Append the following to the /etc/pmg/templates/main.cf.in template:

smtp_sasl_auth_enable = yes
smtp_sasl_password_maps = hash:/etc/postfix/smtp_auth
smtp_sasl_security_options = noanonymous

Change permissions to smtp_auth file, run postmap to generate the db with the password, and run pmgconfig to refresh the configuration.
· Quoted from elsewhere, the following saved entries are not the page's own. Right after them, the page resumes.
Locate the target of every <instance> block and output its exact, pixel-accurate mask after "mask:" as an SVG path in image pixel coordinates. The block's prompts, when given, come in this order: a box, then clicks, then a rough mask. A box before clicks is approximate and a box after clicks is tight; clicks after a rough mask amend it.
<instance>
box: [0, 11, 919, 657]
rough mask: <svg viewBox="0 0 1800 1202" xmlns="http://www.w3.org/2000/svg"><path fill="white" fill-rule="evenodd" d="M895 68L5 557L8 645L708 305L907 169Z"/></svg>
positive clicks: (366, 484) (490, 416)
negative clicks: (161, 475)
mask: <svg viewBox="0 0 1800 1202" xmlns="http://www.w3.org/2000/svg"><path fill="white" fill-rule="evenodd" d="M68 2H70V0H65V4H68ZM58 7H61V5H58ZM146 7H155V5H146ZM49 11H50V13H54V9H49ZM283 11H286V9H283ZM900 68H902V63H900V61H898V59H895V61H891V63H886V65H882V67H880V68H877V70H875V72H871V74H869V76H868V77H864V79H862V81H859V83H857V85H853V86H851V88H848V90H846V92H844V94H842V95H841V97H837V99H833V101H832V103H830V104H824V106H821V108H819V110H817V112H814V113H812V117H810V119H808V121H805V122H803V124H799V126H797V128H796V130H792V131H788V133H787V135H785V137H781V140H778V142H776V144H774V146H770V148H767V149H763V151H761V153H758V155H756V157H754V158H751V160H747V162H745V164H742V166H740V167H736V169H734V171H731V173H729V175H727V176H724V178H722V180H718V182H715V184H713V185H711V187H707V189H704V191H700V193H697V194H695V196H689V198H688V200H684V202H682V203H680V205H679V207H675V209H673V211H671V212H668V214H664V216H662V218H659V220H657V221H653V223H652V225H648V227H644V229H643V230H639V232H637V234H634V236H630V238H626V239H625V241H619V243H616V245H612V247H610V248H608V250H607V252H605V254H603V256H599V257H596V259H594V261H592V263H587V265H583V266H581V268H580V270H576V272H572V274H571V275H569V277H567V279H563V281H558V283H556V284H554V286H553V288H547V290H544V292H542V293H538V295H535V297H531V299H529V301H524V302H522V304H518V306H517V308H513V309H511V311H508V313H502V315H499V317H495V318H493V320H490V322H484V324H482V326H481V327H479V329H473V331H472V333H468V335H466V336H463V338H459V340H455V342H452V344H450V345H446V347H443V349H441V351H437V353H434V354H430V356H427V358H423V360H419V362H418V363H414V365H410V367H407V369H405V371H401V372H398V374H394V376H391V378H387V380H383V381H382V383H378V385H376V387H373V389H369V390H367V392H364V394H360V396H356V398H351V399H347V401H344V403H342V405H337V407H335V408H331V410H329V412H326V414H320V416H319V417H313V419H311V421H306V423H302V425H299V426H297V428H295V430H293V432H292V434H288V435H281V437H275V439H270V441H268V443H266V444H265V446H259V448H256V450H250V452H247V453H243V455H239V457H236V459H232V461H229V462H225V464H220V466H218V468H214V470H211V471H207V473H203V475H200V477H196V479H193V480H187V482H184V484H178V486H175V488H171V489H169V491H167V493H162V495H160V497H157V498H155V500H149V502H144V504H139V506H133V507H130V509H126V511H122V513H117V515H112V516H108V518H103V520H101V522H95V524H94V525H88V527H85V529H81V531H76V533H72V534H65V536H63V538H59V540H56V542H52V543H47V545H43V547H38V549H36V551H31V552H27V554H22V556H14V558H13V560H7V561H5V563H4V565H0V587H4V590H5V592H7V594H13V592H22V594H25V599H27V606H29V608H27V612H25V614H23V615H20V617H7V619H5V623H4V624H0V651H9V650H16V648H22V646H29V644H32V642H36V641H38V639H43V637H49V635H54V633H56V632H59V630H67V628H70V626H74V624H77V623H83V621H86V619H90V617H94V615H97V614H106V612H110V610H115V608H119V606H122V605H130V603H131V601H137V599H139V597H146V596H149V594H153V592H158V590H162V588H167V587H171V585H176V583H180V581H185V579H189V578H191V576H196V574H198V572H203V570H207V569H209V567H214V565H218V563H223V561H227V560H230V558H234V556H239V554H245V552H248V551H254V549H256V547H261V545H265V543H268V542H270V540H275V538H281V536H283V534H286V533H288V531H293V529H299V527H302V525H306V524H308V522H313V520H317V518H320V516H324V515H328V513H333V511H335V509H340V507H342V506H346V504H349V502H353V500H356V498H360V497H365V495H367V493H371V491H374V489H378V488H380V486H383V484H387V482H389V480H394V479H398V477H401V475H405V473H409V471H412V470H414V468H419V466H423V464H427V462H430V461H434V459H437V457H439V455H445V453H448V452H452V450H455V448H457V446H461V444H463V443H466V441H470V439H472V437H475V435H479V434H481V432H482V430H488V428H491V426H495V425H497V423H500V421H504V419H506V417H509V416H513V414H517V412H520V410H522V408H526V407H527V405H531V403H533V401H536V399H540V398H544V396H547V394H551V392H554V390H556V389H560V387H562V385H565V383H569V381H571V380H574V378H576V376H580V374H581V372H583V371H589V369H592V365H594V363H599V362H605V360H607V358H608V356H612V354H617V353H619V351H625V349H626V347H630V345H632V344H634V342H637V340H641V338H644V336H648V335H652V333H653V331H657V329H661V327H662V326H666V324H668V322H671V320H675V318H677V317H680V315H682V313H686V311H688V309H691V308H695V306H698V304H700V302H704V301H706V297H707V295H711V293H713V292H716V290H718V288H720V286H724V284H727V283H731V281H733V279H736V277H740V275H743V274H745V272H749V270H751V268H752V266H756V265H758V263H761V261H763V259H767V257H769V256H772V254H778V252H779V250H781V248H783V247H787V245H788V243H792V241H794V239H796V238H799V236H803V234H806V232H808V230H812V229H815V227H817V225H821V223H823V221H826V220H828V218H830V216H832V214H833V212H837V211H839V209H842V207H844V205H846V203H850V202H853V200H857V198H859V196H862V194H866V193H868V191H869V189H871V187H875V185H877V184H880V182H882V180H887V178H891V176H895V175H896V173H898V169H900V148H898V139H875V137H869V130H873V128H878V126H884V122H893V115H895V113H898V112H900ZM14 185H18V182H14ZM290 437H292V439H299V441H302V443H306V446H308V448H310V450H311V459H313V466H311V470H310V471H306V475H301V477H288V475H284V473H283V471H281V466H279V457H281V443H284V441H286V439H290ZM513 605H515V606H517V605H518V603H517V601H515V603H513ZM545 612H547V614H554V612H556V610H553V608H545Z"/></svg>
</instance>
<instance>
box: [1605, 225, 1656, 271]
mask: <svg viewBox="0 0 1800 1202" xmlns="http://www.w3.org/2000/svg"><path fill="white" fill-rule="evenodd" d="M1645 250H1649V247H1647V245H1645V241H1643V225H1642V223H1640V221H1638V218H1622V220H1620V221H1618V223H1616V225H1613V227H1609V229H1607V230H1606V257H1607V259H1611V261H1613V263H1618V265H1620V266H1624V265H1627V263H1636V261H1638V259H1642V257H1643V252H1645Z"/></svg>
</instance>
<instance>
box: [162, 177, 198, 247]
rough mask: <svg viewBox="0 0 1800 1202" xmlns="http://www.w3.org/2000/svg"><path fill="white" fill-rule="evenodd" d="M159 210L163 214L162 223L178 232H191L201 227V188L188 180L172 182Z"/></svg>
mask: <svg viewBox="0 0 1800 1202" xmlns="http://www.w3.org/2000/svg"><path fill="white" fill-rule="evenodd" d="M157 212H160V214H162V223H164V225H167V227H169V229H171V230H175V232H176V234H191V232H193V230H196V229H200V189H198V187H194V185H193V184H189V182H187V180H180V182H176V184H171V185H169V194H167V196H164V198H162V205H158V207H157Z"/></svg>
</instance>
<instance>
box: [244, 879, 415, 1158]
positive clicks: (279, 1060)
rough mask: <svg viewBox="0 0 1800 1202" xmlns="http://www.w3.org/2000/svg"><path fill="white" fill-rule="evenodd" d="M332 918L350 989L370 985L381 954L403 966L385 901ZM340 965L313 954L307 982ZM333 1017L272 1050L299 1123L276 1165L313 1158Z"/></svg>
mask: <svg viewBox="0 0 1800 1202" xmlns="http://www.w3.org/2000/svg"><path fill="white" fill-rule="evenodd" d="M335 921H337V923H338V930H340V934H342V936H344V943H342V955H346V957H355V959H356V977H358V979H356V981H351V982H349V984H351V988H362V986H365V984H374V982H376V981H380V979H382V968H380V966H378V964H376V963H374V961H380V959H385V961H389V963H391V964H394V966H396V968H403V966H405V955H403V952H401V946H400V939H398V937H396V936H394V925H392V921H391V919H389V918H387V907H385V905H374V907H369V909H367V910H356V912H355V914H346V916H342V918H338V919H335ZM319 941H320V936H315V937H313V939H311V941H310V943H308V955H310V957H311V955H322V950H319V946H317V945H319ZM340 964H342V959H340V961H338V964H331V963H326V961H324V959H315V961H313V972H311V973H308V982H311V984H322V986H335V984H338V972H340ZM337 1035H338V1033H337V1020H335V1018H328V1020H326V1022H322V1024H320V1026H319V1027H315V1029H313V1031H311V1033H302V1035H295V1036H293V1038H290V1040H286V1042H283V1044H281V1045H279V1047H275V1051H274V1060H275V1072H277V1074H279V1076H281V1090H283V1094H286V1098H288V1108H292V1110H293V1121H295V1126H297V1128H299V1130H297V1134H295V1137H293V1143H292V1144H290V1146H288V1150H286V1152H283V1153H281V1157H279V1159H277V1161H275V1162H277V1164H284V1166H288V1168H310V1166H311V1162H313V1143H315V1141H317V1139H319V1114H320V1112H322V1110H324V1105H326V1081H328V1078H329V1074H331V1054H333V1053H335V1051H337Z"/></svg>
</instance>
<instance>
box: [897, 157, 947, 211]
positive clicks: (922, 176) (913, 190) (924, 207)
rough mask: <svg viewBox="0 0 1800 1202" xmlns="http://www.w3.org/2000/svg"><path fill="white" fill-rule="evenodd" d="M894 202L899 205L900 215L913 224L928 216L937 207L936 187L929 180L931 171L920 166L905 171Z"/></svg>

chmod 640 /etc/postfix/smtp_auth
postmap /etc/postfix/smtp_auth
pmgconfig sync --restart 1

This worked for me.

Change ceph network

My notes on changing which network your Proxmox CEPH cluster lives in. In my case I wanted to switch from a 10 gig network to a 40gig network in a different subnet. Source: https://forum.proxmox.com/threads/ceph-changing-public-network.119116

  1. Change network configuration in “ceph.conf”
    • Be sure to edit both cluster network and public network
  2. Destroy and recreate monitors (one by one);
  3. Destroy and recreate managers (one by one, leaving the active one for last);
  4. Destroy and recreate metadata servers (one by one, leaving the active one for last;
  5. Restart OSDs (one by one – or more, depending how many OSDs you have in the cluster – so you avoid restarting the hosts);

Get CEPH running on new Proxmox node

pveceph install –repository no-subscription

Move OSDs to new host

Source: https://forum.proxmox.com/threads/move-osd-to-another-node.33965/page-2

Follow a similar procedure above of downing each OSD one by one on the old host. Remove the drives and place them in the new host. Then run the following:

pvscan
ceph-volume lvm activate --all

Troubleshooting

Unable to remove monitor with unknown status

https://forum.proxmox.com/threads/ceph-cant-remove-monitor-with-unknown-status.63613

rm -r /var/lib/ceph/mon/ceph-pve2/

Remove failed host

I had to edit /etc/pve/ceph.conf manually, remove host when it failed. It wouldn’t work in the Proxmox GUI.